In August this year, after TLBleed and ForeShadow attacks were unveiled, Theo de Raadt, the founder of OpenBSD and leader at OpenSSH projects, advised users to disable SMT/Hyperthreading in all Intel BIOSes.

"SMT is fundamentally broken because it shares resources between the two CPU instances and those shared resources lack security differentiators," Theo said.

He also suspected that "there will be more hardware bugs and artifacts disclosed. Due to the way SMT interacts with speculative execution on Intel CPUs, I expect SMT to exacerbate most of the future problems."

How to Protect Your Systems Against PortSmash Attack


Researchers reported the new side-channel vulnerability to Intel security team early last month, but when the company failed to provide the security patches until 1 November, the team went public with the PoC exploit.
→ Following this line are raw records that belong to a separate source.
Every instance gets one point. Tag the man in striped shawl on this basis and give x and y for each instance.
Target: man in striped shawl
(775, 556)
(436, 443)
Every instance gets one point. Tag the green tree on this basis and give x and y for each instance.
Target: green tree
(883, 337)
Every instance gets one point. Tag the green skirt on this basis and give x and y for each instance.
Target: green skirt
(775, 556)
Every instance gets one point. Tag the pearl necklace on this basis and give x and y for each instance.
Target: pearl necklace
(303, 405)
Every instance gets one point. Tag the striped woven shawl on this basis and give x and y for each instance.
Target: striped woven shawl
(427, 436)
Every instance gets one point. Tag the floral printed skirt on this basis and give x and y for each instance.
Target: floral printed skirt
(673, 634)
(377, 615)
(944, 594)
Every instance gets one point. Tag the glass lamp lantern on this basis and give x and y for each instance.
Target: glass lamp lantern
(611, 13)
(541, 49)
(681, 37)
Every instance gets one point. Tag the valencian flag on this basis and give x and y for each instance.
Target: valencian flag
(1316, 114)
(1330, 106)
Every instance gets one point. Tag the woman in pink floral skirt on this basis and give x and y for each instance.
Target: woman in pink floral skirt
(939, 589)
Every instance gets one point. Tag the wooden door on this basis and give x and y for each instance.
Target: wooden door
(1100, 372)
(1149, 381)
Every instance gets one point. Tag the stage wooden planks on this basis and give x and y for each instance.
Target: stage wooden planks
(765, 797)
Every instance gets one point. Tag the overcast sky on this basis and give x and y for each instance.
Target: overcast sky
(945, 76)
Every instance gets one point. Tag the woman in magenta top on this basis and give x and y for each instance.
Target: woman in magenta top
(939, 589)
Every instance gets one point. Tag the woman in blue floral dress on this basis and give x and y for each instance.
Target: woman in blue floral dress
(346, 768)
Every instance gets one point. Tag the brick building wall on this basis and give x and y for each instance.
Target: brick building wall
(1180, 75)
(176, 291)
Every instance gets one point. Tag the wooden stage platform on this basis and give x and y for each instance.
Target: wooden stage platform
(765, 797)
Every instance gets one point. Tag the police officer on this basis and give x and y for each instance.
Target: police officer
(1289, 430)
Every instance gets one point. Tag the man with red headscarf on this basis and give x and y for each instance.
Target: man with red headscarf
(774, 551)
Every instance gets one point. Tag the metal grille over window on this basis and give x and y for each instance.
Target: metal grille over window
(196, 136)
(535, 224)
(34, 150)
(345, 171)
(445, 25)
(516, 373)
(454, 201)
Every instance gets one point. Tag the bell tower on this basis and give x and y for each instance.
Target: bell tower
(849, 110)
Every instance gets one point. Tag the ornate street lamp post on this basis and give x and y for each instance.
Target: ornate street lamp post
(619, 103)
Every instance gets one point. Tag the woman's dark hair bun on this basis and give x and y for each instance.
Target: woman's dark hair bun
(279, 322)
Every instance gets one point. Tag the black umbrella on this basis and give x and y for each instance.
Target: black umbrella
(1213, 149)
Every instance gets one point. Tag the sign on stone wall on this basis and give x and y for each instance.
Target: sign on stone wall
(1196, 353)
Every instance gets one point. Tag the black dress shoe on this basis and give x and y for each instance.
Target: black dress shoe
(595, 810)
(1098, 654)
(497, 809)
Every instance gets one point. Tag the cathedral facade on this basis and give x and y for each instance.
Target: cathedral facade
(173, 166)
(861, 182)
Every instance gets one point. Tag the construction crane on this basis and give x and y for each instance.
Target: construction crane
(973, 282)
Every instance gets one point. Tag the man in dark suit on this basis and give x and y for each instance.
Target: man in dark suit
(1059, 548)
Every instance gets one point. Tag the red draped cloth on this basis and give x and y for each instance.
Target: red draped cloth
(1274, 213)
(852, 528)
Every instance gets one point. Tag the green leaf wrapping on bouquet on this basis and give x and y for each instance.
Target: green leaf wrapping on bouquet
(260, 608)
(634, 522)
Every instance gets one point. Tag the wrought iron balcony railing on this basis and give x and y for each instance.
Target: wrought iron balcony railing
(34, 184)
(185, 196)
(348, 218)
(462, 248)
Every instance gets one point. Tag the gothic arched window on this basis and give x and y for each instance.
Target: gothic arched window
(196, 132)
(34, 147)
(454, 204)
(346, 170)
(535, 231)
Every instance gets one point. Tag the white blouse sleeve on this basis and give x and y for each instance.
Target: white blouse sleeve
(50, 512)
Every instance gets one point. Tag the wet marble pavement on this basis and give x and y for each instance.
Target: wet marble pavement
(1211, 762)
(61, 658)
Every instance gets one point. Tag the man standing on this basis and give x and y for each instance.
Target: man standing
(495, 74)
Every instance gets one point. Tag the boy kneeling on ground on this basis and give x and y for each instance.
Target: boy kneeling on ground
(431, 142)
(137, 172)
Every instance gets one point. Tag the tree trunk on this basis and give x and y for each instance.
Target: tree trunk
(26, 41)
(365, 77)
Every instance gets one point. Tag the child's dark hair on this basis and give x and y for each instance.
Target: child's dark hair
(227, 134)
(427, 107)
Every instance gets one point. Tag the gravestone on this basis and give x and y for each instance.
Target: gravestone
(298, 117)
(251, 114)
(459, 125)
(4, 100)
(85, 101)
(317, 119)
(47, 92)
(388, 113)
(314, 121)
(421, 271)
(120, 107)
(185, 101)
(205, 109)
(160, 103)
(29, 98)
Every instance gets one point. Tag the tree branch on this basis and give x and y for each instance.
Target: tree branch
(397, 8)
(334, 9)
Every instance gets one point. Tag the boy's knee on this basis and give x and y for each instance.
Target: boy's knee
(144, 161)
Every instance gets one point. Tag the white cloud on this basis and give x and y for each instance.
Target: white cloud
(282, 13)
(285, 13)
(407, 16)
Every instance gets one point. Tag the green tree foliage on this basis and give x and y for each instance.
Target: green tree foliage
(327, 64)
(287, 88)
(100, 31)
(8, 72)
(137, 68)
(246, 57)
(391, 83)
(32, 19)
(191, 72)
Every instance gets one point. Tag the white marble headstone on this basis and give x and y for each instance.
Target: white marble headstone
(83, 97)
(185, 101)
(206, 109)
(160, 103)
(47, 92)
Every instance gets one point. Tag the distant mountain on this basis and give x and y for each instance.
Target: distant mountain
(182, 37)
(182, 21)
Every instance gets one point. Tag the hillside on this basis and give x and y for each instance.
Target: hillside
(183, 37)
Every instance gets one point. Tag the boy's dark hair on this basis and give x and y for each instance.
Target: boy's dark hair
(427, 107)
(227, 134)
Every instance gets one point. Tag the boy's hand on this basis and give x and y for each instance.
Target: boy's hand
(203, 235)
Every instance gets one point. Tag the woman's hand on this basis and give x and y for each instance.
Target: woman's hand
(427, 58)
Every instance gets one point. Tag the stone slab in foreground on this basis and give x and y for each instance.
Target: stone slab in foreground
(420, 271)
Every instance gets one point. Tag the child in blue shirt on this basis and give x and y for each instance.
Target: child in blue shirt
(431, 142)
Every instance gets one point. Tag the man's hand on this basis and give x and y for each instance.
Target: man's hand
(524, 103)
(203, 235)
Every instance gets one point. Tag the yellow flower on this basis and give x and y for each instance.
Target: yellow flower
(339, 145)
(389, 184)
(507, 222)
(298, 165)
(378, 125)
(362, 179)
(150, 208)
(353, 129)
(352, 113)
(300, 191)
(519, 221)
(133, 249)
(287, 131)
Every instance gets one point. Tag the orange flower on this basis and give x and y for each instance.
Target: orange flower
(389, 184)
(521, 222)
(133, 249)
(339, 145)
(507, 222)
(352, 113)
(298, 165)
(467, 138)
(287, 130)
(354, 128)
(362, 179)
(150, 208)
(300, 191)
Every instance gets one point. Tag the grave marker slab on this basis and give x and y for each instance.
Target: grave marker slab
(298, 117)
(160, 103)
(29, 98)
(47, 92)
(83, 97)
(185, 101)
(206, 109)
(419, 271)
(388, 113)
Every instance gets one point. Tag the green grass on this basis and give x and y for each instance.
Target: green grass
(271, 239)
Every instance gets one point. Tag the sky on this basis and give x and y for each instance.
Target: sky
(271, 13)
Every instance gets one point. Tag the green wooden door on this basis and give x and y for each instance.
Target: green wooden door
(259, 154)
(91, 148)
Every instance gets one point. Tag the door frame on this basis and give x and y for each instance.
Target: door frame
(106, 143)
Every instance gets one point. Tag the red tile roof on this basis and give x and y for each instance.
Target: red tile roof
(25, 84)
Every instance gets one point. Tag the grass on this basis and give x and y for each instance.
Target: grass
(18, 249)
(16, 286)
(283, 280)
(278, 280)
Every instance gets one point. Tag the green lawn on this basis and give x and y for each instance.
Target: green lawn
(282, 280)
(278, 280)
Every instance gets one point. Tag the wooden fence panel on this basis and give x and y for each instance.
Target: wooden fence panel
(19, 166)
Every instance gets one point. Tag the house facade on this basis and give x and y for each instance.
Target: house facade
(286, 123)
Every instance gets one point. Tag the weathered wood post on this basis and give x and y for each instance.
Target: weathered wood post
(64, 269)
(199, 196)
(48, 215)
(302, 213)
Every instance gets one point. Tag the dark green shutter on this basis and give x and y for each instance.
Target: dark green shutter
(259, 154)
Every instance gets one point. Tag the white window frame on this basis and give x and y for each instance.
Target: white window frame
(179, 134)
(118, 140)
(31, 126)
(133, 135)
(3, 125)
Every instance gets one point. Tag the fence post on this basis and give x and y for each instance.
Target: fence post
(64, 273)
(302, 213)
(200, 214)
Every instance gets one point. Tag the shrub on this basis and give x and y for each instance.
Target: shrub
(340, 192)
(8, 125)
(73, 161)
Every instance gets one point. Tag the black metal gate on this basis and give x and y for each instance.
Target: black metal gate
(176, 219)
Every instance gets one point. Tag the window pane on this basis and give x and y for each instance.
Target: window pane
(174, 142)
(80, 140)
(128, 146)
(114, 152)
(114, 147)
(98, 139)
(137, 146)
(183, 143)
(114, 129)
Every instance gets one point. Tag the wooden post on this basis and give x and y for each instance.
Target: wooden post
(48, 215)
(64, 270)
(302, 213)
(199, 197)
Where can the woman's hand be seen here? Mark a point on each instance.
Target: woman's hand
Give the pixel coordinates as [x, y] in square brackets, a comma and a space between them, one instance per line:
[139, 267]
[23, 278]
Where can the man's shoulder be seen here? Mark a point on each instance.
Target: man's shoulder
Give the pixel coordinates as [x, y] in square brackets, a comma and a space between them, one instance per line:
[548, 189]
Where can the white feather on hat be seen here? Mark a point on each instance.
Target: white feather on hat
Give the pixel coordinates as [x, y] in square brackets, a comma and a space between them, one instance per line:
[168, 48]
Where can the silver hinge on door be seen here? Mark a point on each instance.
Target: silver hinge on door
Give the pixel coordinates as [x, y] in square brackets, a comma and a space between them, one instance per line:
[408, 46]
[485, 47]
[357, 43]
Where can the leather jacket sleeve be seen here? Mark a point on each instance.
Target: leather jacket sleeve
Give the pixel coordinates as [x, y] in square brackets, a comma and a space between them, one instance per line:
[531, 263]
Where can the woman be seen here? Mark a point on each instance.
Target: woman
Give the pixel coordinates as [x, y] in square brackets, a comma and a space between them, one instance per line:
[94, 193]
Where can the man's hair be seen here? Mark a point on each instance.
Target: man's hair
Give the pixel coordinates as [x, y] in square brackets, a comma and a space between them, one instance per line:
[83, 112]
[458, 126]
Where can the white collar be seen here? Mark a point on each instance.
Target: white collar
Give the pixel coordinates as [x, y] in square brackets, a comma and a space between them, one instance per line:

The team has also promised to release detailed paper on the PortSmash attack, titled Port Contention for Fun and Profit, in the coming days.

The simple fix for the PortSmash vulnerability is to disable SMT/Hyper-Threading in the CPU chip's BIOS until Intel releases security patches. OpenSSL users can upgrade to OpenSSL 1.1.1 (or >= 1.1.0i if you are looking for patches).

In June this year, the OpenBSD project disabled Intel's Hyper-Threading to prevent its users from previously disclosed Spectre-class attacks, as well as future timing attacks.

AMD is investigating the PortSmash side-channel vulnerability report to know any potential AMD product susceptibility.